Twierdzenia Szojgu zostały potępione przez ministra spraw zagranicznych Ukrainy Dmytro Kułebę, a prezydent Ukrainy Wołodymyr Zełenski oświadczył, że świat powinien odpowiedzieć "w możliwie najostrzejszy sposób" na tę kolejną eskalację ze strony Rosji.
Kułeba: przyjadą do nas eksperci MAEA i dowiodą, że nie ma żadnych "brudnych bomb"
W poniedziałek Kułeba poinformował, że poprosił MAEA o pilne przysłanie ekspertów na Ukrainę do cywilnych obiektów, które Rosja kłamliwie opisuje jako miejsca przygotowania "brudnej bomby".
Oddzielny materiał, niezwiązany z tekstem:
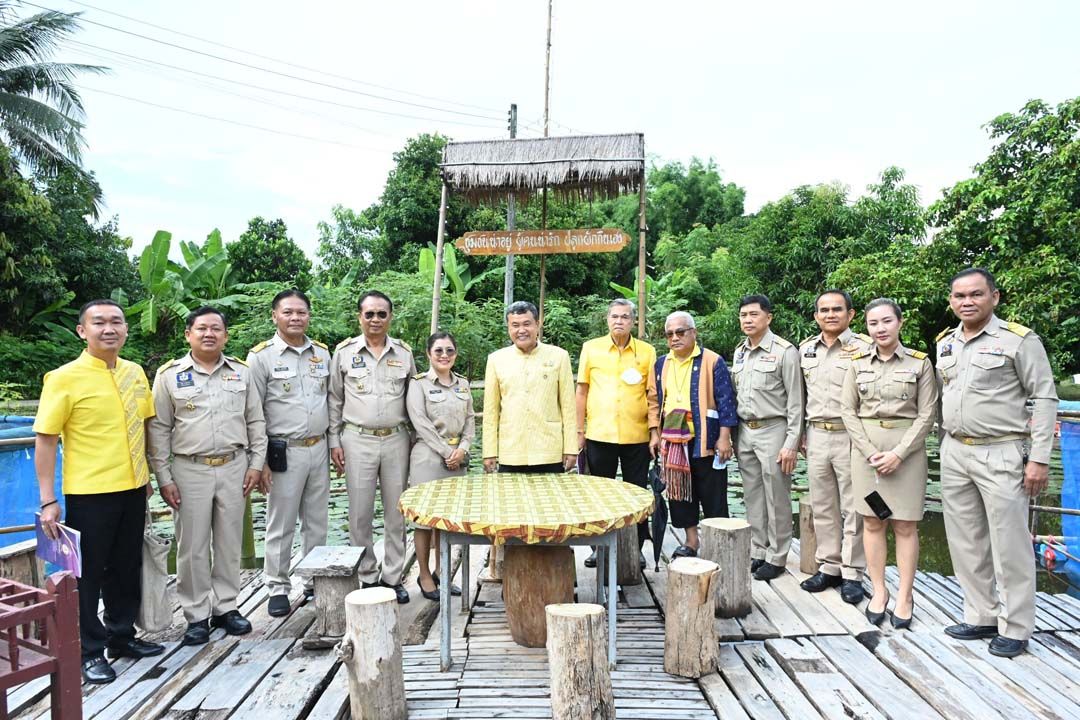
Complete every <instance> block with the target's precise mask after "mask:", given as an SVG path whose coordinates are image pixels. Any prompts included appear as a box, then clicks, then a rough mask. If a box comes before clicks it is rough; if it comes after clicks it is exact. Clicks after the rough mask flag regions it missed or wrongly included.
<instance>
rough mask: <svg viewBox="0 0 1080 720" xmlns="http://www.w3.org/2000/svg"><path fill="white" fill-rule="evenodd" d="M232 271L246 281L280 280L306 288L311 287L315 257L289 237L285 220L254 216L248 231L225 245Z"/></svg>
mask: <svg viewBox="0 0 1080 720" xmlns="http://www.w3.org/2000/svg"><path fill="white" fill-rule="evenodd" d="M225 249H226V253H227V254H228V257H229V262H230V263H231V264H232V272H233V273H234V274H235V277H237V280H239V281H240V282H242V283H266V282H280V283H285V284H287V285H291V286H293V287H298V288H300V289H301V290H306V289H308V288H309V287H310V286H311V260H309V259H308V257H307V256H306V255H305V254H303V250H301V249H300V246H299V245H297V244H296V242H294V241H293V239H292V237H289V236H288V229H287V228H286V227H285V221H284V220H282V219H280V218H279V219H276V220H266V219H264V218H261V217H254V218H252V219H251V220H248V221H247V230H245V231H244V232H243V233H241V235H240V237H239V239H238V240H237V241H235V242H233V243H229V244H228V245H226V246H225Z"/></svg>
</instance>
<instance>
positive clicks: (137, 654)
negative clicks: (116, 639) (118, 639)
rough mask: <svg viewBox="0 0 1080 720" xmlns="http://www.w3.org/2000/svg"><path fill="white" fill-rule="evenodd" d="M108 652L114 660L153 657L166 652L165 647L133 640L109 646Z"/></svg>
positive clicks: (133, 638) (136, 639) (140, 640)
mask: <svg viewBox="0 0 1080 720" xmlns="http://www.w3.org/2000/svg"><path fill="white" fill-rule="evenodd" d="M106 652H107V653H108V655H109V657H112V658H113V660H116V658H117V657H152V656H153V655H160V654H161V653H163V652H165V646H160V644H158V643H157V642H147V641H146V640H139V639H137V638H132V639H131V640H127V641H126V642H123V643H120V644H114V646H109V647H108V648H107V649H106Z"/></svg>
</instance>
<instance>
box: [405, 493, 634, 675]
mask: <svg viewBox="0 0 1080 720" xmlns="http://www.w3.org/2000/svg"><path fill="white" fill-rule="evenodd" d="M399 506H400V508H401V511H402V514H403V515H404V516H405V517H406V518H407V519H409V520H411V521H414V522H416V524H417V525H420V526H423V527H428V528H432V529H435V530H440V531H441V532H440V549H438V552H440V554H441V556H440V566H441V570H442V573H443V576H442V579H441V581H442V582H440V586H438V588H440V602H441V609H440V612H441V615H442V627H443V633H442V638H441V646H442V648H441V649H442V663H441V665H442V667H443V669H444V670H445V669H447V668H449V665H450V613H449V610H450V599H449V598H450V596H449V587H450V582H449V581H450V579H449V572H450V560H449V554H450V546H451V545H462V546H463V555H464V557H463V558H462V562H461V568H462V573H463V574H462V583H461V585H462V597H461V602H462V610H464V611H468V608H469V578H468V573H469V557H468V552H469V546H470V545H480V544H489V543H494V544H497V545H500V544H503V543H508V544H526V545H595V546H597V563H596V566H597V573H596V580H597V588H596V589H597V596H596V600H597V602H600V601H602V600H600V598H602V595H603V590H604V570H605V569H606V570H607V575H608V580H607V586H608V587H610V588H613V587H616V578H615V573H616V553H617V547H618V532H619V530H620V529H621V528H624V527H633V526H636V525H637V524H638V522H640V521H644V520H645V519H646V518H647V517H648V516H649V514H650V513H651V512H652V506H653V499H652V493H651V492H649V491H648V490H645V489H644V488H638V487H637V486H634V485H631V484H629V483H623V481H622V480H615V479H610V478H607V477H596V476H594V475H577V474H569V473H566V474H564V473H550V474H538V475H522V474H511V473H491V474H485V475H463V476H457V477H448V478H444V479H442V480H435V481H433V483H426V484H423V485H420V486H418V487H415V488H409V489H408V490H406V491H405V492H404V493H403V494H402V497H401V501H400V502H399ZM617 595H618V594H617V593H613V592H612V593H607V604H608V657H609V662H610V663H611V665H612V666H615V661H616V653H615V623H616V597H617ZM508 612H509V608H508Z"/></svg>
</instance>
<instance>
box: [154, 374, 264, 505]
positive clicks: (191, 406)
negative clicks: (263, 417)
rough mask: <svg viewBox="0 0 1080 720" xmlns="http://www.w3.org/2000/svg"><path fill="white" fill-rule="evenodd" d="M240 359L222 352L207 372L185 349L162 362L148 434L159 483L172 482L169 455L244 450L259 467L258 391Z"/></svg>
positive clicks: (258, 422)
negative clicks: (257, 390)
mask: <svg viewBox="0 0 1080 720" xmlns="http://www.w3.org/2000/svg"><path fill="white" fill-rule="evenodd" d="M251 380H252V378H251V370H249V369H248V367H247V365H245V364H244V362H243V361H241V359H238V358H235V357H230V356H228V355H221V357H220V358H219V359H218V362H217V365H215V366H214V369H213V370H212V371H210V372H206V371H205V370H203V369H202V368H201V367H199V365H198V364H195V362H194V359H193V358H192V357H191V353H188V354H187V355H185V356H184V357H181V358H179V359H175V361H172V362H171V363H166V364H165V365H163V366H161V369H159V370H158V376H157V377H156V378H154V381H153V405H154V410H157V413H158V415H157V417H156V418H154V419H153V420H152V421H151V422H150V432H149V436H148V446H149V457H150V466H151V467H153V472H154V475H157V477H158V486H159V487H161V486H165V485H172V484H173V476H172V475H173V474H172V466H171V465H170V462H168V457H170V454H175V456H219V454H227V453H229V452H233V451H237V450H240V451H243V450H246V451H247V466H248V467H249V468H252V470H259V471H261V470H262V465H264V462H265V460H266V453H267V432H266V422H265V421H264V419H262V405H261V403H259V399H258V395H257V394H256V393H254V392H251Z"/></svg>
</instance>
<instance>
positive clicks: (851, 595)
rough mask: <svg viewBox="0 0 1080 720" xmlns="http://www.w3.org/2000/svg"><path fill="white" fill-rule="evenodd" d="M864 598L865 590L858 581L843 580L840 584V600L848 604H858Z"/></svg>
mask: <svg viewBox="0 0 1080 720" xmlns="http://www.w3.org/2000/svg"><path fill="white" fill-rule="evenodd" d="M865 597H866V590H864V589H863V584H862V583H861V582H859V581H858V580H845V581H843V582H842V583H840V598H841V599H842V600H843V601H845V602H847V603H848V604H859V603H860V602H862V601H863V598H865Z"/></svg>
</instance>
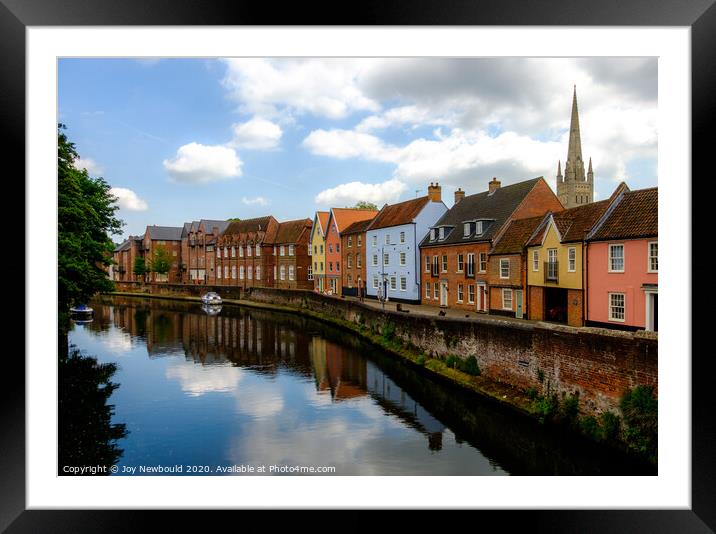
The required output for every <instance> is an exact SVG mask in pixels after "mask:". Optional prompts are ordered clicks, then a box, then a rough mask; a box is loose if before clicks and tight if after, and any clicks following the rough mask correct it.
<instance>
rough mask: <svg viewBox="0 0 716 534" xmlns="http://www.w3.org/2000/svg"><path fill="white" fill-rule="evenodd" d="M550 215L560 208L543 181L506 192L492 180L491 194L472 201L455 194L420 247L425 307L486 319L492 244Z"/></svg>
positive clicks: (510, 190)
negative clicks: (493, 242) (446, 212)
mask: <svg viewBox="0 0 716 534" xmlns="http://www.w3.org/2000/svg"><path fill="white" fill-rule="evenodd" d="M550 210H552V211H560V210H562V204H561V203H560V202H559V199H558V198H557V196H556V195H555V194H554V193H553V192H552V189H551V188H550V187H549V185H547V182H546V181H545V180H544V178H542V177H539V178H534V179H532V180H526V181H524V182H519V183H516V184H512V185H509V186H505V187H501V183H500V182H499V181H498V180H497V179H496V178H493V179H492V181H491V182H490V183H489V187H488V190H487V191H485V192H482V193H477V194H474V195H469V196H464V193H463V192H462V191H460V190H458V191H456V192H455V204H454V205H453V207H452V208H450V209H449V210H448V211H447V213H445V215H443V216H442V217H441V218H440V220H439V221H437V223H435V224H434V225H432V226H431V228H430V232H429V233H428V235H426V236H425V238H424V239H423V240H422V242H421V243H420V252H421V262H420V271H421V278H422V291H421V293H422V295H421V297H422V298H421V302H422V304H427V305H430V306H440V307H451V308H457V309H464V310H470V311H479V312H485V313H486V312H487V311H488V310H489V309H490V304H489V273H488V254H489V252H490V250H491V249H492V245H493V240H494V239H495V237H497V236H499V235H500V232H501V231H502V229H503V228H504V227H506V225H507V224H508V223H509V222H510V221H512V220H517V219H525V218H529V217H535V216H538V215H543V214H544V213H546V212H548V211H550Z"/></svg>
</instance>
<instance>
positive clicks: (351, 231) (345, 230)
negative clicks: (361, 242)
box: [341, 219, 373, 235]
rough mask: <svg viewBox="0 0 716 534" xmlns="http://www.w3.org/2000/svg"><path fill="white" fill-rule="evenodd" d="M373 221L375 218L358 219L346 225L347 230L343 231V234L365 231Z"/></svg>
mask: <svg viewBox="0 0 716 534" xmlns="http://www.w3.org/2000/svg"><path fill="white" fill-rule="evenodd" d="M372 222H373V219H366V220H365V221H356V222H354V223H353V224H351V225H350V226H348V227H346V229H345V230H343V231H342V232H341V234H342V235H349V234H360V233H362V232H365V231H366V229H367V228H368V227H369V226H370V223H372Z"/></svg>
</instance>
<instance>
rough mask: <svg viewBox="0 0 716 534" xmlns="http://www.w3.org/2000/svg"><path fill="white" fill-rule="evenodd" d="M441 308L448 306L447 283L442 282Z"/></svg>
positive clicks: (441, 294) (440, 296)
mask: <svg viewBox="0 0 716 534" xmlns="http://www.w3.org/2000/svg"><path fill="white" fill-rule="evenodd" d="M440 306H447V282H446V281H444V280H443V281H441V282H440Z"/></svg>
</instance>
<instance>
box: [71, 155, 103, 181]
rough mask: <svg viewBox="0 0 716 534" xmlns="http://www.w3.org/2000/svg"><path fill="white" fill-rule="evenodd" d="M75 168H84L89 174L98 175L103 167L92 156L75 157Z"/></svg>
mask: <svg viewBox="0 0 716 534" xmlns="http://www.w3.org/2000/svg"><path fill="white" fill-rule="evenodd" d="M75 168H76V169H86V170H87V172H88V173H89V175H90V176H100V175H101V174H102V172H103V171H104V169H103V168H102V167H101V166H100V165H98V164H97V162H96V161H95V160H93V159H92V158H79V157H78V158H75Z"/></svg>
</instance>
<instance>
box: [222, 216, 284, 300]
mask: <svg viewBox="0 0 716 534" xmlns="http://www.w3.org/2000/svg"><path fill="white" fill-rule="evenodd" d="M278 226H279V223H278V221H277V220H276V219H275V218H274V217H273V216H271V215H268V216H265V217H258V218H255V219H246V220H243V221H232V222H231V223H230V224H229V225H228V226H227V227H226V230H224V233H223V234H221V236H219V238H218V239H217V240H216V269H217V270H216V283H217V284H218V285H226V286H239V287H242V288H244V289H246V288H250V287H275V286H274V282H275V280H276V269H275V267H276V261H275V260H276V257H275V256H274V253H273V252H274V249H273V246H274V244H275V242H276V234H277V232H278Z"/></svg>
We wtorek wyraził zadowolenie z "szybkiej odpowiedzi" szefa MAEA Rafaela Grossiego na ukraińskie zaproszenie. "Wkrótce mają przybyć eksperci MAEA. Dowiodą, że Ukraina nie ma żadnych 'brudnych bomb' ani planu ich produkcji" - napisał na Twitterze szef dyplomacji.
Jak dodał, "dobra współpraca z MAEA i partnerami pozwala udaremnić rosyjską kampanię dezinformacyjną na temat brudnej bomby".
Litewski minister: takie kłamstwa pokazują, że Rosja może jeszcze bardziej eskalować sytuację
Minister spraw zagranicznych Litwy Gabrielius Landsbergis ocenił, że takie kłamliwe kampanie pokazują, że Rosja przegrywa wojnę i może jeszcze bardziej eskalować sytuację.
- Bardzo przypomina to rosyjskie wypowiedzi sprzed 24 lutego. Jeśli pamiętacie, to w tym samym czasie pojawiła się również nieprawdziwa informacja o rzekomym istnieniu zakładów chemicznych na Ukrainie. Sądziliśmy, że to tylko kampania kłamstw Rosji, ale widzimy, jak to się skończyło - powiedział Landsbergis w rozmowie z radiem nadawcy publicznego LRT.
Dlatego, zdaniem ministra, informacje płynące z Rosji o rzekomym zamiarze użycia przez Ukrainę "brudnej bomby" należy teraz traktować bardzo poważnie. Wyraził zadowolenie ze "wspólnego oświadczenia partnerów z NATO, które jest bardzo mocne, wskazujące, że nie będziemy ulegać kłamstwom, będziemy dalej pomagać Ukrainie i nikt nie wierzy w informacje, które rozsiewa Rosja".
- Uważam, że nie zważając na telefony Szojgu, musimy być przygotowani na ewentualną eskalację - przestrzegał Landsbergis. Jak dodał, "nasza odpowiedź powinna być jedna - jeszcze większa pomoc dla Ukrainy".